Existing research on data valuation in federated and swarm learning focuses on valuing client contributions and works best when data across clients is independent and identically distributed (IID). In practice, data is rarely distributed IID. We develop an approach called DDVal for decentralized data valuation, capable of valuing individual data points in federated and swarm learning. DDVal is based on sharing deep features and approximating Shapley values through a k-nearest neighbor approximation method. This allows for novel applications, for example, to simultaneously reward institutions and individuals for providing data to a decentralized machine learning task. The valuation of data points through DDVal allows to also draw hierarchical conclusions on the contribution of institutions, and we empirically show that the accuracy of DDVal in estimating institutional contributions is higher than existing Shapley value approximation methods for federated learning. Specifically, it reaches a cosine similarity in approximating Shapley values of 99.969 % in both, IID and non-IID data distributions across institutions, compared with 99.301 % and 97.250 % for the best state of the art methods. DDVal scales with the number of data points instead of the number of clients, and has a loglinear complexity. This scales more favorably than existing approaches with an exponential complexity.
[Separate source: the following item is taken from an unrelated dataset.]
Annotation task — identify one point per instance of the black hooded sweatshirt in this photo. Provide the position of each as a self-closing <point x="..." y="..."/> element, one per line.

We show that DDVal is especially efficient in data distribution scenarios with many clients that have few data points - for example, more than 16 clients with 8,000 data points each. By integrating DDVal into a decentralized system, we show that it is not only suitable for centralized federated learning, but also decentralized swarm learning, which aligns well with the research on emerging internet technologies such as web3 to reward users for providing data to algorithms.

翻译：现有关于联邦学习和群体学习中数据估值的研究主要聚焦于评估客户贡献，且在客户间数据独立同分布（IID）时效果最佳。然而在实际场景中，数据极少呈现独立同分布特征。我们提出了一种名为DDVal的分散式数据估值方法，能够对联邦学习和群体学习中的单个数据点进行估值。DDVal基于深度特征共享，并通过k近邻近似方法逼近沙普利值。这使得其具备新颖的应用场景，例如可同时奖励向分散式机器学习任务提供数据的机构和个人。通过DDVal对数据点进行估值，还能对机构贡献进行分层推断。实验表明，DDVal在估算机构贡献时的准确率高于现有的联邦学习沙普利值近似方法——在跨机构数据服从IID和非IID分布时，其沙普利值近似的余弦相似度分别达到99.969%，而现有最优方法的对应数值仅为99.301%和97.250%。DDVal的复杂度随数据点数量（而非客户数量）呈对数线性增长，相较复杂度呈指数级增长的现有方法具有更优的可扩展性。我们证明，DDVal在数据分布场景中特别高效，尤其是当存在大量客户端且每个客户端仅有少量数据点时（例如超过16个客户端，每个客户端有8,000个数据点）。通过将DDVal集成到分散式系统中，我们发现它不仅适用于集中式联邦学习，也适用于分散式群体学习，这与Web3等新兴互联网技术中奖励用户向算法提供数据的研究方向高度契合。